Les régimes en place ont ainsi élaboré une dramaturgie nationale renforçant l’image positive de l’indépendance en exaltant leur renouement avec un passé lointain occultant près de deux siècles de domination et d’influence étrangère[41]. Destinées à se substituer aux référentiels idéologiques et identitaires soviétiques, les nouvelles idéologies nationales s’inspiraient largement d’une historiographie révisée glorifiant le rayonnement culturel des ethnies titulaires sur le reste du monde[42]. Cette stratégie de réappropriation d’un passé précolonial se traduit notamment par la récupération de symboles, de mythes et de rituels spécifiquement instrumentalisés afin de distinguer les nations centrasiatiques les unes des autres, et d’ainsi légitimer leur caractère souverain[43]. Cette tendance au nationalisme ethnique s’illustre plus particulièrement au travers de la promotion de l’histoire[44], des personnages historiques emblématiques[45] (ou mythifiés[46]), de la langue, de la religion et de la culture des ethnies titularisées par les autorités soviétiques pour administrer ces anciennes républiques socialistes[47]. La volonté de restaurer une identité disparue donne alors lieu à une folklorisation outrancière et à la reconstitution de traditions nationales de toutes pièces[48]. Les États d’Asie centrale déplorent enfin l’influence néfaste de l’hégémonie russe et soviétique sur l’authenticité de leurs cultures respectives, quitte à tirer un trait sur l’héritage culturel d’une expérience coloniale pourtant structurante[49]. Crucial pour comprendre la dynamique de construction ethno-nationale des États d’Asie centrale, le processus de construction étatique moderne initié par la création des Républiques socialistes est délibérément négligé au profit d’une « étaticité » (en russe, gosudarstvennost) pré-coloniale dont l’invention répond à la nécessité de garantir la pérennité de leurs frontières internationales, tout en illustrant une volonté de penser le lien (artificiel) entre les États indépendants et leurs « nations » à travers les siècles[50].

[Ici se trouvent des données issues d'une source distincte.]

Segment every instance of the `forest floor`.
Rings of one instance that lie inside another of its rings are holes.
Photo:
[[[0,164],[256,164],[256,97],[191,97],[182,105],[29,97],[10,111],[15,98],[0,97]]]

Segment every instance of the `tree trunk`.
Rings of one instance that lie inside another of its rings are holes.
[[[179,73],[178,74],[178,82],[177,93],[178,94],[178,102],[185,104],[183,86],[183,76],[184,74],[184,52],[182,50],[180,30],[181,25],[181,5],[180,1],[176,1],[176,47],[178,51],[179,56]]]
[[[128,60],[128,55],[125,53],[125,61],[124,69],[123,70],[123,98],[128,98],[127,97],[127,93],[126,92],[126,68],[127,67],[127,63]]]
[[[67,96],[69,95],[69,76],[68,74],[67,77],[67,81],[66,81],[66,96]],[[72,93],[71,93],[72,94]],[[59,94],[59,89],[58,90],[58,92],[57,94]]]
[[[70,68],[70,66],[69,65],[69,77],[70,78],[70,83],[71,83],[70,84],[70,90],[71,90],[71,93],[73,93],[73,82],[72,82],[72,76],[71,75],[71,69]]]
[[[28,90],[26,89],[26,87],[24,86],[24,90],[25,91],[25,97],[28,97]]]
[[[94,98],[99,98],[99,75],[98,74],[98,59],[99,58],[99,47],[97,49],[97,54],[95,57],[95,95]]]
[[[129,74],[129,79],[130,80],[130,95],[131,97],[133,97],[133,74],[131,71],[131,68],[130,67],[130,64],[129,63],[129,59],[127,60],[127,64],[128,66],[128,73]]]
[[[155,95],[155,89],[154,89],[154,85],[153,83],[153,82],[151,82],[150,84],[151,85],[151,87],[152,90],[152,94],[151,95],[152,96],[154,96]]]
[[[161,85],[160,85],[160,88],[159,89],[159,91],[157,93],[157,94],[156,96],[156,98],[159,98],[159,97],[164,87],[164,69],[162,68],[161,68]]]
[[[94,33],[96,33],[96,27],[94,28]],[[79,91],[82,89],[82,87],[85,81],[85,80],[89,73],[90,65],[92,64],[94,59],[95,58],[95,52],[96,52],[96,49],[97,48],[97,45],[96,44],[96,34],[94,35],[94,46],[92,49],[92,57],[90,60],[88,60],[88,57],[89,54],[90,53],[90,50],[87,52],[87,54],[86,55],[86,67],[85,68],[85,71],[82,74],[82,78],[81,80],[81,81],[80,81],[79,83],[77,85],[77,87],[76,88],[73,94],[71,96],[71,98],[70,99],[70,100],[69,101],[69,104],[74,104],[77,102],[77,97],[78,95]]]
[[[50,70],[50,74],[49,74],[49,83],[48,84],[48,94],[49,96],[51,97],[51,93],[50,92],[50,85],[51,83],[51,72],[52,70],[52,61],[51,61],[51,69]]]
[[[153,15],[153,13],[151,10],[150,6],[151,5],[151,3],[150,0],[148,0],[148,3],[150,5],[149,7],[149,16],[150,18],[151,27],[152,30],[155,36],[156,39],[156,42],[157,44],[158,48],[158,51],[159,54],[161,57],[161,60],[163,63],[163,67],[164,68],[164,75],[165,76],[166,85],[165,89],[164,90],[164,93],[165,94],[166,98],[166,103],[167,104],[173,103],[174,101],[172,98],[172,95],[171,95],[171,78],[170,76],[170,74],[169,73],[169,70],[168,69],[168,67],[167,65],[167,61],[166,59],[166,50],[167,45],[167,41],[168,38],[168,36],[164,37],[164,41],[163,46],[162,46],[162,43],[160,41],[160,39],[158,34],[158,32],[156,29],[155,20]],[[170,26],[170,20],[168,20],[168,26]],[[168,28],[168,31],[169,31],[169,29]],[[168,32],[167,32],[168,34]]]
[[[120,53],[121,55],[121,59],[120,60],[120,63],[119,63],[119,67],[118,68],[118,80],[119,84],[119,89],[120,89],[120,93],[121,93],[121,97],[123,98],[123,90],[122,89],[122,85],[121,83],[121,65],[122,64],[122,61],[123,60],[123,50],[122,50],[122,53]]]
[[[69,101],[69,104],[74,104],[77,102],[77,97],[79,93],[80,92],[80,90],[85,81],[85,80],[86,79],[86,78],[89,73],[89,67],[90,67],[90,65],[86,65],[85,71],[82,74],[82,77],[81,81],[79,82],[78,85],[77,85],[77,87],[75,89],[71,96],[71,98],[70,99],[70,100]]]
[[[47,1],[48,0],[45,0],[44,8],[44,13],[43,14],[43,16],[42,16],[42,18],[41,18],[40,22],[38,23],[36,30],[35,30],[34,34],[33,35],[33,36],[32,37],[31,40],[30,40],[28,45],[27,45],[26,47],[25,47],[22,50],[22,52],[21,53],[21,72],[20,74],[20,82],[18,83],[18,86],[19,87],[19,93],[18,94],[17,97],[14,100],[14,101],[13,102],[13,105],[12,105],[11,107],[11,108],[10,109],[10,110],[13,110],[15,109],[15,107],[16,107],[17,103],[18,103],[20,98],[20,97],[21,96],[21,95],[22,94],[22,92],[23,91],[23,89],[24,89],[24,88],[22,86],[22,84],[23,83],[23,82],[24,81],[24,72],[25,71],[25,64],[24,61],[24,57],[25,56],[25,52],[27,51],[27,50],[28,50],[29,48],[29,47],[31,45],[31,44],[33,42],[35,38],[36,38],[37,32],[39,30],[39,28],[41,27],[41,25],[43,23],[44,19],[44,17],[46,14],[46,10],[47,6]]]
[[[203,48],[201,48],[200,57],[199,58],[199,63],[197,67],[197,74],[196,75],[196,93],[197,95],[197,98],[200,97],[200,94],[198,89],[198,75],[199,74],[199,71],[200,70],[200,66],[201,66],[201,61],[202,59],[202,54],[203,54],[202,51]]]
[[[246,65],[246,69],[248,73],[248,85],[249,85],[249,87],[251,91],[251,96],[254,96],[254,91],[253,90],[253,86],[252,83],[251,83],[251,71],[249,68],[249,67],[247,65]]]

La valorisation de l’ensemble des référents liés à la nationalité éponyme se heurte toutefois à la nécessité de tenir compte du caractère multi-ethnique de ces jeunes États[51]. Les slogans culturalistes véhiculés par les nouvelles historiographies nationales cherchent en effet à définir l’essence identitaire de la nation sur des critères d’appartenance communautaire[52]. La reconnaissance et le dépassement de l’ethnicité au profit de la citoyenneté soviétique sont ainsi remplacés par une rhétorique « primordialiste » dont l’essentialisme est susceptible de conduire à une marginalisation des minorités ethniques et religieuses établies sur les territoires de ces républiques[53]. Un des principaux corollaires à la recherche de l’essence identitaire et culturelle des nationalités éponymes s’illustre alors par une ethnicisation progressive des rapports sociaux. Se transformant peu à peu en ethnocraties, les nouveaux États indépendants d’Asie centrale restreignent désormais l’accès des minorités nationales aux postes de la fonction publique[54]. La montée du nationalisme au sein de la population se traduit à ce titre par une hausse des tensions entre membres des ethnies tutélaires et ceux issus de nationalités endémiques démographiquement minoritaires ou d’une immigration extérieure et comparativement récente[55]. Afin de ne pas alimenter davantage d’antagonismes[56], les États d’Asie centrale s’efforcent par conséquent de concilier la promotion d’une idéologie nationale avec l’image de sociétés inclusives. Stimulés par la crainte que les minorités nationales puissent développer des velléités séparatistes remettant en cause leurs frontières au profit de l’irrédentisme de leurs voisins, de même qu’en raison de l’importance de leur contribution aux économies nationales, les républiques d’Asie centrale adoptent un discours de tolérance superficiel, sans pour autant négliger d’insister sur l’indivisibilité de leurs nations respectives. En consacrant par ailleurs l’égalité constitutionnelle de leurs citoyens devant la loi, sans distinction d’ethnie ou de religion, ces États peuvent enfin se prévaloir auprès de la communauté internationale de leur multiculturalisme, tout du moins en théorie.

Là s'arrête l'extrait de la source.